Haii.. hampir sebulan gue gak up date..

Sorii dunia nyata beneran menyita waktu gue

Semua sehat kan? Amiiinn

Pokoknya terus jaga kesehatan yak.. semoga cobaan buat bangsa kita cepet berlalu.. siip

Happy reading..

lumayan nih agak banyakan

=====================

Aku meluruskan punggung pada kursi kerjaku. Setelah internal meeting membahas pekerjaan dengan Meghan selesai, papa tiba di ruanganku beberapa menit kemudian.

Seperti yang sudah kuduga, papa membahas Singa Makmur dan tentu saja, Kevin!

Sepanjang pembicaraan kami, aku menahan mual pada perutku. Bayangan apa yang sudah Kevin lakukan pada istriku, mendorong kemarahanku hingga pada batas yang sulit aku toleransi lagi. Aku merasa begitu frustasi mendapati fakta kalau sahabat-sahabatku sendiri justru yang menginginkan kehancuran bahkan kematianku.

Meski papa mengatakan semua berkas tuntutan untuk Kevin sudah hampir selesai dan beliau sendiri sudah berdiskusi dengan Tuan Reymon, ia memastikan bahwa sahabatku tersebut bakal menerima ganjaran yang setimpal dengan tindakannya. Tetap saja berita tersebut tidak cukup mengangkat kemarahan yang terlanjur berkerak dalam jiwaku.

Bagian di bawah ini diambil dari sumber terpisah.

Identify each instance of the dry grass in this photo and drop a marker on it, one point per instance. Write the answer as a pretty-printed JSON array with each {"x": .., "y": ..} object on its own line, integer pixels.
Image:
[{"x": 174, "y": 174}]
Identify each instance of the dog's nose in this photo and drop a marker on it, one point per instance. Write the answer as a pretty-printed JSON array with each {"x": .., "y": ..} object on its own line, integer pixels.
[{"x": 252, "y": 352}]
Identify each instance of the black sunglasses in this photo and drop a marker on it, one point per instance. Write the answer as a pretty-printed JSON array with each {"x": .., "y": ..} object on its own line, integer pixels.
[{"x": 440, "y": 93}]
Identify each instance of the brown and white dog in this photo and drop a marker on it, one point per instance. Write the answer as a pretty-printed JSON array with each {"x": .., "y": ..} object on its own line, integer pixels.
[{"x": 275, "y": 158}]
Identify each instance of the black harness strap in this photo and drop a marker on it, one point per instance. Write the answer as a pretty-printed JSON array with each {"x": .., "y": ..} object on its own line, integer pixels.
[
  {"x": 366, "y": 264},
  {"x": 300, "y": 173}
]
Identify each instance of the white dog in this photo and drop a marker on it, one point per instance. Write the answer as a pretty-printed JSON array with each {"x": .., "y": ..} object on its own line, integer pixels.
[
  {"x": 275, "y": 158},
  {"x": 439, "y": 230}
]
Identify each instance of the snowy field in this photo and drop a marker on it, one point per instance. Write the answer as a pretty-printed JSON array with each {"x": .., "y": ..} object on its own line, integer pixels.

Namun saat aku menceritakan hasil temuan Detektif Jeremy tentang keberadaan Isabele di Jakarta, papa langsung marah besar. Ia merasa sudah dipecundangi Tuan Edward. Dengan wajah memerah menahan kemarahan, papa meraup ponselnya dari atas meja. Jemarinya bergetar sarat emosi saat menghubungi ayah Isabele. Beruntung aku bisa menenangkan dirinya.

Kami butuh kepala dingin guna menangkap Isabele dan menjeratnya secara hukum. Jangan sampai wanita itu mengetahui kalau dirinya sedang dicari atau ia akan semakin sulit diketemukan.

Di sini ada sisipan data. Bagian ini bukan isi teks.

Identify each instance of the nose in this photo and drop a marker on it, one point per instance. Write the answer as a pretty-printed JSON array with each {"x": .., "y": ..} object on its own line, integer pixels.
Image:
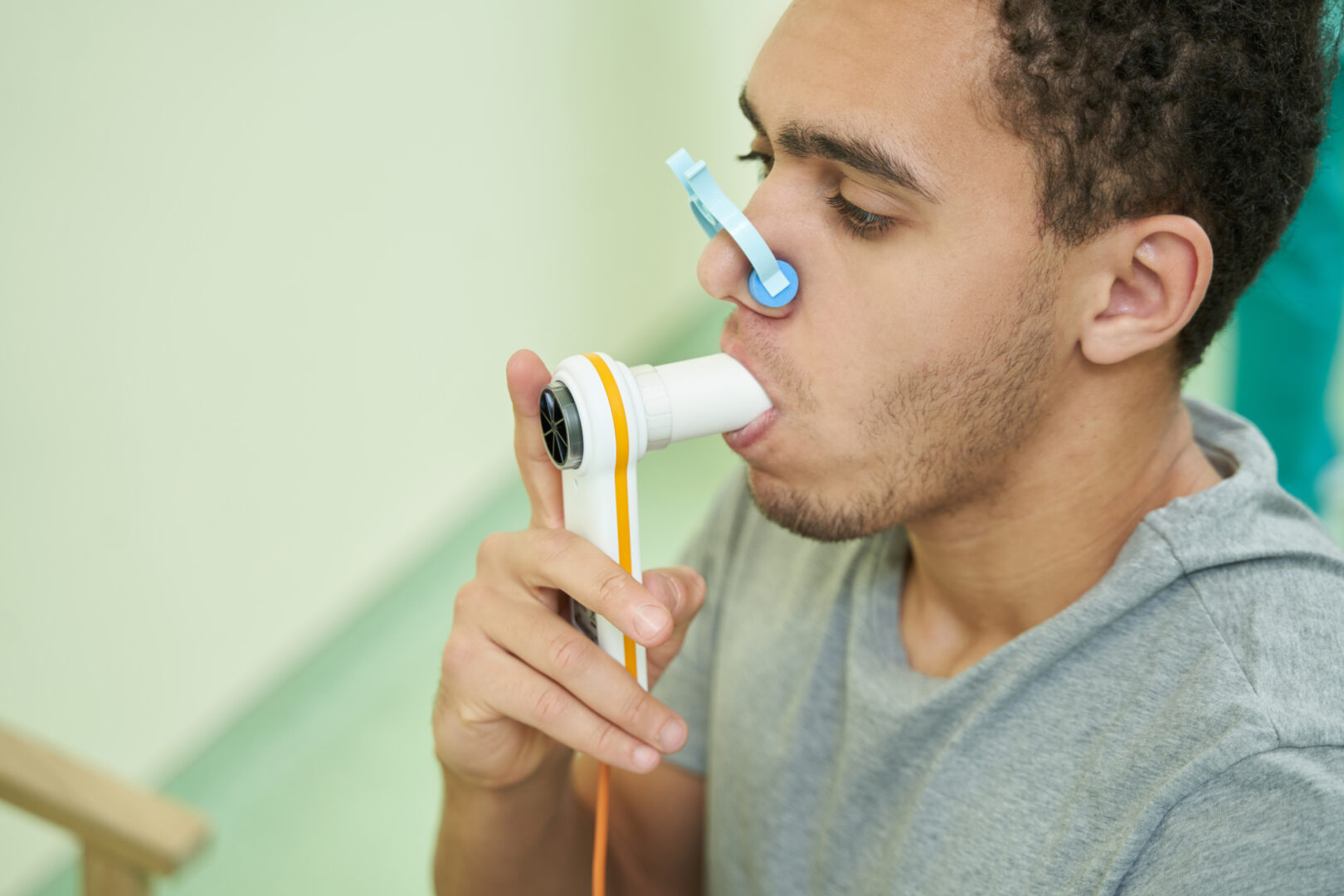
[{"x": 723, "y": 271}]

"Kamu sudah berbicara dengan Reymon tentang Isabele, Christopher?" Tanya Papa padaku. Melihatku tergeleng, beliau langsung menghela dadanya. "Apa yang membuatmu jadi bergerak lambat, Christopher? Reymon harus tahu situasinya segera. Kamu tidak tahu seberapa cepat Isabele bergerak bukan?"

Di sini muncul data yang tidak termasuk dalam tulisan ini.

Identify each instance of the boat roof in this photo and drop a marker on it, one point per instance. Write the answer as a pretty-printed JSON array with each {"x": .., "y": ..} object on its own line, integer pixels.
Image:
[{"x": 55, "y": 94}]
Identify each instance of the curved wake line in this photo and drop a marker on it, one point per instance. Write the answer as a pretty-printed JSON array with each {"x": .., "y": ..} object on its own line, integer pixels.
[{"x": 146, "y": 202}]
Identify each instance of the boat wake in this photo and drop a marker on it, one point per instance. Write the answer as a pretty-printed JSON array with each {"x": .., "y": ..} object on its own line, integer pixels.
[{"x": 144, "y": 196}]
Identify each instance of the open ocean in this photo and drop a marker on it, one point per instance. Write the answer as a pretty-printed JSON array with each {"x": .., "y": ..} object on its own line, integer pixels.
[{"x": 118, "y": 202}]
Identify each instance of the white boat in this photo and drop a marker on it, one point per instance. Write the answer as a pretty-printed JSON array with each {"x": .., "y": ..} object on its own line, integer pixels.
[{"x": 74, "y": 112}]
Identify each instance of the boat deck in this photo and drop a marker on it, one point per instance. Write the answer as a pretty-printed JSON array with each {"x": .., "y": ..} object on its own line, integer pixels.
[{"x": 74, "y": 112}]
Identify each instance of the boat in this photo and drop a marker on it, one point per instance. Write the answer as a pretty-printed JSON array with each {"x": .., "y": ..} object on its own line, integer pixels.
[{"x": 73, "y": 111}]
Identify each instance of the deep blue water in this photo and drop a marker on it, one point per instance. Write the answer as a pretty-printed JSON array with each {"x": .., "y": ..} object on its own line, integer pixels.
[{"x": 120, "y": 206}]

Aku memandang papa miris, seolah ucapan kami bisa saling berloncatan keluar dari kepala kami.

"Charlie dan Nelson menjaga Ariana, Pap." Aku berdiri gugup dari kursiku. Melarikan kegelisahanku sendiri dari pandangan tajam papa. Dari balik kaca pada lantai 35, aku berdiri menatap gamang Jakarta di hari yang belum terlalu siang.

Aku memang berencana mengajak Ariana untuk mengunjungi rumah keluarganya pada akhir pekan ini setelah kondisi Ariana benar-benar sehat. Kami bisa bermalam di sana.

Aku berharap dengan berkumpul dengan orang tua dan adiknya, Ariana lebih bahagia dan bisa mempercepat proses pemulihan traumanya. Sebelum kami berangkat mengawali perjalanan bulan madu kami.

Terlihat seperti rencana yang sempurna. Mengapa hatiku tetap tidak merasa tenang?

Ekor mataku menangkap bayangan papa ikut berdiri dari kursinya kemudian merasakan sebuah tepukan lembut pada bahu kananku.

"Kamu fokus untuk menemukan Isabele, biar papa yang akan mengurus ayahnya."

Ini perintah. Artinya tidak ada tawaran lagi untuk papa. Aku hanya perlu mengangguk dan mengiakan saja.

"Baik, Pap."

"Papa pergi dulu. Masih ada urusan yang harus papa selesaikan dengan Steven." Tangan papa menepuk sekali lagi. "Mungkin papa akan pulang siang hari. Kita bisa lanjutkan pembicaraan ini pas makan siang bersama, Christopher."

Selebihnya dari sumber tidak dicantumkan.